Hainan Airlines also introduced new service from Beijing to Chicago O’Hare during Sep-2013, joining United and American on the pairing. The additional seats are certainly not aiding United in an accelerated rebound in its Pacific operations, so perhaps the carrier’s push to get feed into San Francisco and Los Angeles from two larger population centres is a way to mitigate some of the capacity increases United is having to endure from its other US hubs to China.
But United is also seeking authorisation for 787-operated service from San Francisco to Chengdu, which could also be fuelling the addition of domestic feed into San Francisco.

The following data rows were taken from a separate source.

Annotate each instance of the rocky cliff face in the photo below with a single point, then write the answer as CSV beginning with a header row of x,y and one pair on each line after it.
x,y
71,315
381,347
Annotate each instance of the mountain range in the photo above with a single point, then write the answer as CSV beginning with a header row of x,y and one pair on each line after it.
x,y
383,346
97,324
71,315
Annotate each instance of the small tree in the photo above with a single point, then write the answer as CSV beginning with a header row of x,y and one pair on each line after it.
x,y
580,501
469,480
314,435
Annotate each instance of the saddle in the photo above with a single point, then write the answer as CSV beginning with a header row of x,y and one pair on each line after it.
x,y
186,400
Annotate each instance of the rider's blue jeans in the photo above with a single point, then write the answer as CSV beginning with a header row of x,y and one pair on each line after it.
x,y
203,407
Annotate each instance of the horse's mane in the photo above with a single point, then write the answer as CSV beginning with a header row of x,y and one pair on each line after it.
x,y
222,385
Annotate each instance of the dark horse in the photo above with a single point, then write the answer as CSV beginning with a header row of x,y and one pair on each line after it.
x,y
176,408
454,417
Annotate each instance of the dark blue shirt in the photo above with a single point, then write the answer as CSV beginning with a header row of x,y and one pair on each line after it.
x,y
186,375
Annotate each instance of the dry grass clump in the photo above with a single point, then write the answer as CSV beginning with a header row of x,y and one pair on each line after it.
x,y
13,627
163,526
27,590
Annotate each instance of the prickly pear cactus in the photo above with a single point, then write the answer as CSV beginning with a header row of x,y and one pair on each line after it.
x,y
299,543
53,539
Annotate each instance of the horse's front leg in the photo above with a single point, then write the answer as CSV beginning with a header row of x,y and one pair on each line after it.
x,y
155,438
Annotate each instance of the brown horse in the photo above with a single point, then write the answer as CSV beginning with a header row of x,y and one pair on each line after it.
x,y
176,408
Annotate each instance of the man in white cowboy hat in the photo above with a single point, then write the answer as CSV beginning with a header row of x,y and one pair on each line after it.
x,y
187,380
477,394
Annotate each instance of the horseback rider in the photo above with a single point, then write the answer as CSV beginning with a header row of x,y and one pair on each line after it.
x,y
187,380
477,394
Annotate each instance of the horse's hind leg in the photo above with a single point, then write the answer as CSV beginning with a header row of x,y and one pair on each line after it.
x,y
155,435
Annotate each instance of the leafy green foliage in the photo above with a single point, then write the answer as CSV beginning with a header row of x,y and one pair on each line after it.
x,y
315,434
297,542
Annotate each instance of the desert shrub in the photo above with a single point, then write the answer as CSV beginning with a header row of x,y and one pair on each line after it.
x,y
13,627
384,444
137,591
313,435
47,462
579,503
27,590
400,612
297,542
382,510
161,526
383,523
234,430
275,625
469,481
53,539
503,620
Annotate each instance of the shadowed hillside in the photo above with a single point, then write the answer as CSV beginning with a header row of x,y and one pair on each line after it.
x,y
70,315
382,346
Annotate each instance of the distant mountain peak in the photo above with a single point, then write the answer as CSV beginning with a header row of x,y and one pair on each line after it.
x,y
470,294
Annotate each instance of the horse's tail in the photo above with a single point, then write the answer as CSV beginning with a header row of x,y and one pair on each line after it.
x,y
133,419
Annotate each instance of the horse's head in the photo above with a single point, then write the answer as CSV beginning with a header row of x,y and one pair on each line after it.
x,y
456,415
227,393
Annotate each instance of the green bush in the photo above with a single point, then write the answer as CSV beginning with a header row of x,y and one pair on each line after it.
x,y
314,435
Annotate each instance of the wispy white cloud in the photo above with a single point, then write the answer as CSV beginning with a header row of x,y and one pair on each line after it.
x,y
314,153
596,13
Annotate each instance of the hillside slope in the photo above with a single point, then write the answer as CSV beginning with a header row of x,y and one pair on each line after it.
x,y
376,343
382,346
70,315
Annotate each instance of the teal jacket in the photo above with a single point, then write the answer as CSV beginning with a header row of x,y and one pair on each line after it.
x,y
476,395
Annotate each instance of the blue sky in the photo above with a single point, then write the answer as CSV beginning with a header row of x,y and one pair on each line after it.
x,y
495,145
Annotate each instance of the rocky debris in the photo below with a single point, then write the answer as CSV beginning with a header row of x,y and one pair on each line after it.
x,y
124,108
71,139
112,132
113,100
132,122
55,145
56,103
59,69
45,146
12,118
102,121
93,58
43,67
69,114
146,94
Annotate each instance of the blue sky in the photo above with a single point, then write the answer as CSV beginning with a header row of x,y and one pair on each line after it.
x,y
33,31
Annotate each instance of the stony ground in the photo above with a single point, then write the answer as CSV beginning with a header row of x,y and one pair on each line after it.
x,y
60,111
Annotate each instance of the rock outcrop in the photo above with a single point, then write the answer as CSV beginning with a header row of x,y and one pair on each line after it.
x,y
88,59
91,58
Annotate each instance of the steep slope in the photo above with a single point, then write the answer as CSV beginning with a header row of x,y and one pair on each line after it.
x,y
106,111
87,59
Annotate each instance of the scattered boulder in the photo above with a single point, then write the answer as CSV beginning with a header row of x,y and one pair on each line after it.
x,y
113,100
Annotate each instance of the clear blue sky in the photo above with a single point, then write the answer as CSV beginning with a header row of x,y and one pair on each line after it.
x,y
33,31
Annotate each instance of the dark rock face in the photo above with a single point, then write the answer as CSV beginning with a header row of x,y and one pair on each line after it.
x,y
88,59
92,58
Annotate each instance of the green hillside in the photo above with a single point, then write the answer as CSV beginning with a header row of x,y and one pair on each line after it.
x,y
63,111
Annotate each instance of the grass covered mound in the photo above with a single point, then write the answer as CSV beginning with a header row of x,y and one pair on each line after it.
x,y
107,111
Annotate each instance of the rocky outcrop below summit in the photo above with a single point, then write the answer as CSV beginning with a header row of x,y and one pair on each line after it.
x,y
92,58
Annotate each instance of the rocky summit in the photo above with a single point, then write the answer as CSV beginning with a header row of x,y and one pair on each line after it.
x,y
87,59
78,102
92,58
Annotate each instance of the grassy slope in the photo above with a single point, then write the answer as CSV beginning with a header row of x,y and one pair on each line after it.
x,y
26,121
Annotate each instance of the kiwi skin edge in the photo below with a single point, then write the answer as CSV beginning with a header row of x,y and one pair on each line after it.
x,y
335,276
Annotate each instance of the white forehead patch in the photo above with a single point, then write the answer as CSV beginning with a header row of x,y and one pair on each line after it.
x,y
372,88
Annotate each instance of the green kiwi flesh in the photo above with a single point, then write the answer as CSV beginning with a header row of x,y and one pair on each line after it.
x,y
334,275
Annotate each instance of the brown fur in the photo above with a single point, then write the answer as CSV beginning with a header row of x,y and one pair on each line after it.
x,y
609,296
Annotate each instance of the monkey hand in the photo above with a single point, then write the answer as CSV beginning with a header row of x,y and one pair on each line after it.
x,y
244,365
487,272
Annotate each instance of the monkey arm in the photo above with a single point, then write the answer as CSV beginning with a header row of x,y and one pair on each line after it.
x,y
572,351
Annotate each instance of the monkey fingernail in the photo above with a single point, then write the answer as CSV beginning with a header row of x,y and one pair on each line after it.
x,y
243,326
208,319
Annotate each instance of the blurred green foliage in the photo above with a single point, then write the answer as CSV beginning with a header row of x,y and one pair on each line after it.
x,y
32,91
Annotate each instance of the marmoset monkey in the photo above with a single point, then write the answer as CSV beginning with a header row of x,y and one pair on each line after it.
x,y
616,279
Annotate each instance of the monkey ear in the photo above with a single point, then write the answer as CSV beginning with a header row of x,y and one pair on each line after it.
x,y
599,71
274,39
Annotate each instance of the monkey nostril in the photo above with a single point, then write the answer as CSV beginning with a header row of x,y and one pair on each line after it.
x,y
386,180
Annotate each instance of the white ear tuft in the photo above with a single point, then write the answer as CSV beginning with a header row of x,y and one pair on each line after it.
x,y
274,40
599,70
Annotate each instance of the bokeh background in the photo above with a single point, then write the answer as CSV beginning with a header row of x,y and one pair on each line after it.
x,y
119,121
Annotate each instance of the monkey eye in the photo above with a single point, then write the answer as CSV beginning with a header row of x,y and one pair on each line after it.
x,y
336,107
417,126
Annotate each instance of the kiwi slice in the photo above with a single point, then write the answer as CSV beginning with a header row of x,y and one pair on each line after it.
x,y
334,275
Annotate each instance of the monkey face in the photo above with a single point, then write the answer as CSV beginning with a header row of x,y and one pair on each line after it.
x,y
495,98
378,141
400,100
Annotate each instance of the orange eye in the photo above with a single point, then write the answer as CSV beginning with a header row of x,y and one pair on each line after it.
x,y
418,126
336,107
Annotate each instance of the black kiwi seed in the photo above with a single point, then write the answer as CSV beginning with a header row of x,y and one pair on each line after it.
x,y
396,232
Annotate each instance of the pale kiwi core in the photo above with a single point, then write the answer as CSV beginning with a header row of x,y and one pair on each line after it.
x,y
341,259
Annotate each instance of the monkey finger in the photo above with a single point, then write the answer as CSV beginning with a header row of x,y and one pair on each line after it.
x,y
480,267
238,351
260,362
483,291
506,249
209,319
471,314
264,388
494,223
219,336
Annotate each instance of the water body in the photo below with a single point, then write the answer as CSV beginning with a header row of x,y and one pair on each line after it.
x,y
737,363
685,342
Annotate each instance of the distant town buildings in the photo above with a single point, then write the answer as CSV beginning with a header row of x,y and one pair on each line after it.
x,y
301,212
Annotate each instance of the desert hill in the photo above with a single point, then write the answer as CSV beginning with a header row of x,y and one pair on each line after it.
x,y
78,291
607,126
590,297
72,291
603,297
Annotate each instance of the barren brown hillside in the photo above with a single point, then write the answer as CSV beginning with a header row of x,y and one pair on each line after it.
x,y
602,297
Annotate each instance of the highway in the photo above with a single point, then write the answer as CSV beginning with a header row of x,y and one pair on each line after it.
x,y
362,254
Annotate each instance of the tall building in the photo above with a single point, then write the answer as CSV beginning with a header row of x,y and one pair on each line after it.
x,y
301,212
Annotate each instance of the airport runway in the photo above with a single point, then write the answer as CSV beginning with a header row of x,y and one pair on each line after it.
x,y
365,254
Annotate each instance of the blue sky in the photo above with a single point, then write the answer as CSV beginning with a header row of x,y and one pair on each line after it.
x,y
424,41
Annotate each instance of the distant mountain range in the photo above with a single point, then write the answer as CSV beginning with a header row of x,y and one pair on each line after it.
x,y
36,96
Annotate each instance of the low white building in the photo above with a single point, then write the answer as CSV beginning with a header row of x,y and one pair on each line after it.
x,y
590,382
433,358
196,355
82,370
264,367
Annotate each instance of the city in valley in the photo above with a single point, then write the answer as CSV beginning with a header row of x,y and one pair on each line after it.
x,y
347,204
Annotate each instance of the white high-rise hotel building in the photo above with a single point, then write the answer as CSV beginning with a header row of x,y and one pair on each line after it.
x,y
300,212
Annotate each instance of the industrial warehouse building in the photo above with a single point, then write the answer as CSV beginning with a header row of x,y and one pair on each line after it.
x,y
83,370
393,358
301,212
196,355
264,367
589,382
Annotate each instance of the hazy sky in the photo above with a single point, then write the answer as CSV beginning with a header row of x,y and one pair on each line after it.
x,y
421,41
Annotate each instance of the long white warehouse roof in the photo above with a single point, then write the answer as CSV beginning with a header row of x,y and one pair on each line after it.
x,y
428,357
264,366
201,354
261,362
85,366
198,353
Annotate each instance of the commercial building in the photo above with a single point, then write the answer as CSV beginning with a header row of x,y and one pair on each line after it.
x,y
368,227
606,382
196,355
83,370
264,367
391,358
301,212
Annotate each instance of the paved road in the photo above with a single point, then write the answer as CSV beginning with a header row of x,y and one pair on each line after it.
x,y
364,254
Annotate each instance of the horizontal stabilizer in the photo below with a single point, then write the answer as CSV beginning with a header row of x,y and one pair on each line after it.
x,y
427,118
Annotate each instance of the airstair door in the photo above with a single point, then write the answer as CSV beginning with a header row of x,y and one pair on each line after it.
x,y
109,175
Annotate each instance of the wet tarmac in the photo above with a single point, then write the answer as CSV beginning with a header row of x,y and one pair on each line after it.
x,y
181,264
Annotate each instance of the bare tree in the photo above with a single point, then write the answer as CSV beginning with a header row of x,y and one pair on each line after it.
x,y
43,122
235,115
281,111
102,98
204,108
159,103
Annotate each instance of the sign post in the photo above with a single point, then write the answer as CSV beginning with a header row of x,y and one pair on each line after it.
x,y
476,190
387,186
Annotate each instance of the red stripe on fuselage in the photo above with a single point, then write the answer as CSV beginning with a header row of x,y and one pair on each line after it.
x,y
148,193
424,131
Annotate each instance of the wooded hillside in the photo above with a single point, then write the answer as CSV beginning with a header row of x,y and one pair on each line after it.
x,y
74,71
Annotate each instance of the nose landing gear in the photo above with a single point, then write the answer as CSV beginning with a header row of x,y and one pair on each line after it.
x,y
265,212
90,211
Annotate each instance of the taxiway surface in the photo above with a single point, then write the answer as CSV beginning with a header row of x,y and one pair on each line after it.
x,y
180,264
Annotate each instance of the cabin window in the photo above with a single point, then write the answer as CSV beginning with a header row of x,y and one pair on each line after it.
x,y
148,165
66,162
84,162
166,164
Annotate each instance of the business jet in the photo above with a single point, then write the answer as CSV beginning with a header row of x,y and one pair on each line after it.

With Chengdu, United is starting a new chapter with direct service to secondary Chinese markets, so it could be attempting to bolster its levels of connecting traffic to make the experiment successful.
See related report: North America is the long-haul bright spot for Chinese Airlines
Trans-Pacific competition will only intensify as Delta builds out Seattle
Given United’s overall sluggishness with respect to unit revenue performance compared with other US carriers, it is not surprising the airline is making moves to fortify its Asian gateways on the US west coast as Delta rapidly builds up Seattle to feed its ever-growing presence in the trans-Pacific from the northwestern US. While a couple of daily flights into Atlanta and Minneapolis will not drastically change the competitive evolution among US carriers serving the trans-Pacific, it does send a signal that the competition will only intensify as Asia’s prominence within the global aviation industry continues to rise.